The court didn’t decide the merits of the case, which is pending before the U.S. Court of Appeals for the D.C. Circuit. Under the D.C. Code, the D.C. Circuit can "certify" questions to the D.C. Court of Appeals if the federal appellate judges can't find precedent controlling an issue relating to an interpretation of D.C. law.
The Brazilian producers sued the U.S. producers in U.S. District Court for the District of Columbia. In March 2010, U.S. District Judge Rosemary Collyer dismissed the case, finding that, under the government contacts rule, the court lacked jurisdiction to hear the case.
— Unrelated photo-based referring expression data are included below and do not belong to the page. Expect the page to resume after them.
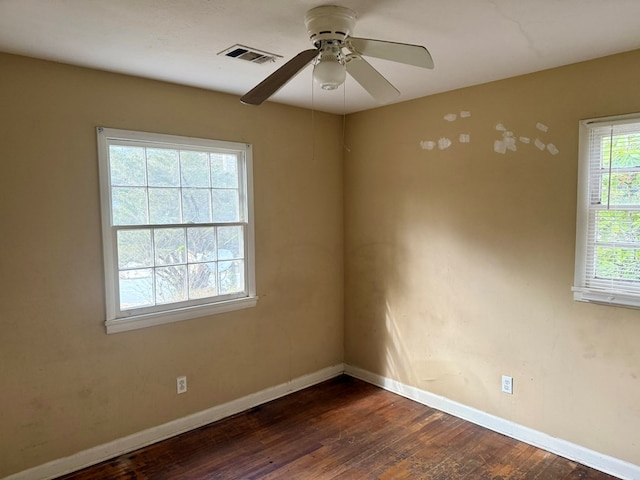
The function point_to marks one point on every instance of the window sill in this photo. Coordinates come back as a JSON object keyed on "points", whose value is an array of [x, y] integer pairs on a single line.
{"points": [[582, 294], [143, 321]]}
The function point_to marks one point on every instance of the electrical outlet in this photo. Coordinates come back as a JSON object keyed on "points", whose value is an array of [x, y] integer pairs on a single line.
{"points": [[181, 384], [507, 384]]}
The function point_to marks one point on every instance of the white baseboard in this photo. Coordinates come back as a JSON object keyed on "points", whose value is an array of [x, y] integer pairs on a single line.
{"points": [[585, 456], [147, 437]]}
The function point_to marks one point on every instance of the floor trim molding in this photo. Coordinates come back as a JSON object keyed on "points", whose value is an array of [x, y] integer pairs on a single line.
{"points": [[147, 437], [590, 458]]}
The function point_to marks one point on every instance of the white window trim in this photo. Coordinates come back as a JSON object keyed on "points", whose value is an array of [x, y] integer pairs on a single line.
{"points": [[114, 324], [582, 292]]}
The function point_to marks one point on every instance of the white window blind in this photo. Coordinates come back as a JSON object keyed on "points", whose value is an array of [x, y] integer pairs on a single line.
{"points": [[608, 220]]}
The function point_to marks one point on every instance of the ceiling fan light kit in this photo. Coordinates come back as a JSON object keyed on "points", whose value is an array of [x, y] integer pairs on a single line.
{"points": [[329, 28]]}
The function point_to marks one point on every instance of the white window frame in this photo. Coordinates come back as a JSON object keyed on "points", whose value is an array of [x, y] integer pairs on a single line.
{"points": [[587, 287], [118, 320]]}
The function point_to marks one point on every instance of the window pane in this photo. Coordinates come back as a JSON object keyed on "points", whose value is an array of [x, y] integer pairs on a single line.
{"points": [[194, 167], [136, 288], [202, 244], [226, 206], [231, 277], [127, 166], [625, 150], [129, 206], [230, 243], [170, 246], [224, 170], [196, 205], [164, 205], [171, 284], [625, 188], [202, 280], [617, 226], [618, 263], [163, 167], [134, 249]]}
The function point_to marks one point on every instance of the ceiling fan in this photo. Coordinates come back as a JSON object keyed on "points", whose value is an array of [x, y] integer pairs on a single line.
{"points": [[337, 53]]}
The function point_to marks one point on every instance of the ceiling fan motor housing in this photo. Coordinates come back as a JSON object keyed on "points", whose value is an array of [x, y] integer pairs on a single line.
{"points": [[329, 22]]}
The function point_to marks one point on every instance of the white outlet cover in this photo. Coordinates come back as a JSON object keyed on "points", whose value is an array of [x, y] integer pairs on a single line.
{"points": [[181, 384], [507, 384]]}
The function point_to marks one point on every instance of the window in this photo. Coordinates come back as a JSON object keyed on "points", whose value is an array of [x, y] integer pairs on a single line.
{"points": [[608, 221], [177, 227]]}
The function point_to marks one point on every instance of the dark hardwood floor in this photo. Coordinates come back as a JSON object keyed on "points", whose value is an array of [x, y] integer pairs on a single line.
{"points": [[340, 429]]}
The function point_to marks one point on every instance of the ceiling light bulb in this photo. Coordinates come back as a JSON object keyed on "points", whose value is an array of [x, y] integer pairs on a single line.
{"points": [[329, 72]]}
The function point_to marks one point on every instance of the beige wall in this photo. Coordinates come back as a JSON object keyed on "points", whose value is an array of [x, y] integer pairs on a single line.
{"points": [[66, 385], [459, 262]]}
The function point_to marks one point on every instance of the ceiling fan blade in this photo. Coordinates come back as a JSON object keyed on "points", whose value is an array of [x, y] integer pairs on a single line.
{"points": [[370, 79], [396, 52], [279, 78]]}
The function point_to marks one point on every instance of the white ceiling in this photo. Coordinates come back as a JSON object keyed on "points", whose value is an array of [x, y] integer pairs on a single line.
{"points": [[471, 41]]}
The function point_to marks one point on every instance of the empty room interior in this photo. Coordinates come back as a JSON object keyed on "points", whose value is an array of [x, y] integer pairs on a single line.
{"points": [[425, 244]]}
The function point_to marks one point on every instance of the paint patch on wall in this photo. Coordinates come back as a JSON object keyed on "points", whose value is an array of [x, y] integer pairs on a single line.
{"points": [[508, 142], [444, 143], [427, 145]]}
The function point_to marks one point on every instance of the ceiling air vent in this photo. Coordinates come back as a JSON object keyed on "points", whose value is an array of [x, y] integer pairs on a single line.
{"points": [[249, 54]]}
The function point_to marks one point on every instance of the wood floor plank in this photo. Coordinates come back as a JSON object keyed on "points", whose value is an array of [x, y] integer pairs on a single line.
{"points": [[340, 429]]}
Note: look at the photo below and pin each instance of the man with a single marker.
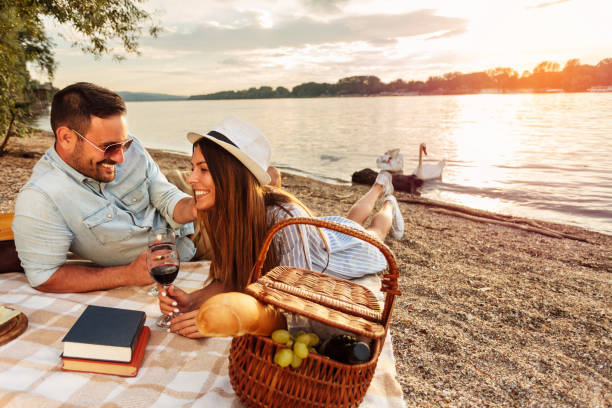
(96, 193)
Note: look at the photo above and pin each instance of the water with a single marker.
(543, 156)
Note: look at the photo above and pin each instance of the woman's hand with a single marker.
(175, 301)
(185, 325)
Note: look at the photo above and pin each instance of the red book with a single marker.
(111, 367)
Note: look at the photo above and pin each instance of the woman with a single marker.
(237, 206)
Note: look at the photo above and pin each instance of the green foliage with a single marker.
(24, 43)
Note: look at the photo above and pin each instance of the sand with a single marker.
(490, 315)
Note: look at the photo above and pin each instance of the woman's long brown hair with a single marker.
(236, 223)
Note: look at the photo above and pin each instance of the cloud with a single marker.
(299, 32)
(325, 6)
(548, 4)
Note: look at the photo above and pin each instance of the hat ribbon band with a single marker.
(221, 137)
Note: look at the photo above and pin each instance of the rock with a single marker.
(401, 182)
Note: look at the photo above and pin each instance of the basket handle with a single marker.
(389, 280)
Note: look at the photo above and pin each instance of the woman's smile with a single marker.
(201, 181)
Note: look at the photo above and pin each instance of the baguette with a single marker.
(235, 314)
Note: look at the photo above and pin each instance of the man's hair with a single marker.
(74, 105)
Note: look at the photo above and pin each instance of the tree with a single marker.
(504, 77)
(23, 41)
(577, 77)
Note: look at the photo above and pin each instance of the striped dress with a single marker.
(302, 246)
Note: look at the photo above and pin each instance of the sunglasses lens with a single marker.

The Brazilian producers appealed, at which point the D.C. Circuit asked the local appellate court to weigh in on whether there existed a fraud exception to the government contacts rule.
The local appeals court heard oral arguments on Oct. 27. In today’s decision, Associate Judge John Fisher wrote that “nothing in our previous decisions holds or was intended to imply that individuals who enter the District of Columbia to fraudulently induce unwarranted government action against others, and succeed in doing so, should be able to avoid defending their actions in this jurisdiction.
“Such fraud does not warrant our protection,” he wrote.
Fisher was joined in the opinion by Chief Judge Eric Washington and Associate Judge Kathryn Oberly.
The ruling did come with caveats – Fisher wrote that for a case to fall under the fraud exception, plaintiffs need to allege that the federal agency in question actually relied on the fraudulent information. He wrote that plaintiffs in these cases should also expect to face a motion to dismiss, so they’ll need some evidence at the onset to back up their claims.
“Cases in which this fraud exception applies should be rare indeed,” Fisher wrote, noting that the guidelines for pleading fraud are not a “toothless standard.”
Lead counsel for the Brazilian producers, Bruce Cohen of Meredith Cohen Greenfogel & Skirnick in Philadelphia, said he was “gratified” by the decision. Cohen said that he’s retiring soon, so he considers the case his “swan song.”
Eckert Seamans Cherin & Mellott partner Dale Hershey argued on behalf of the U.S. producers. He could not immediately be reached for comment.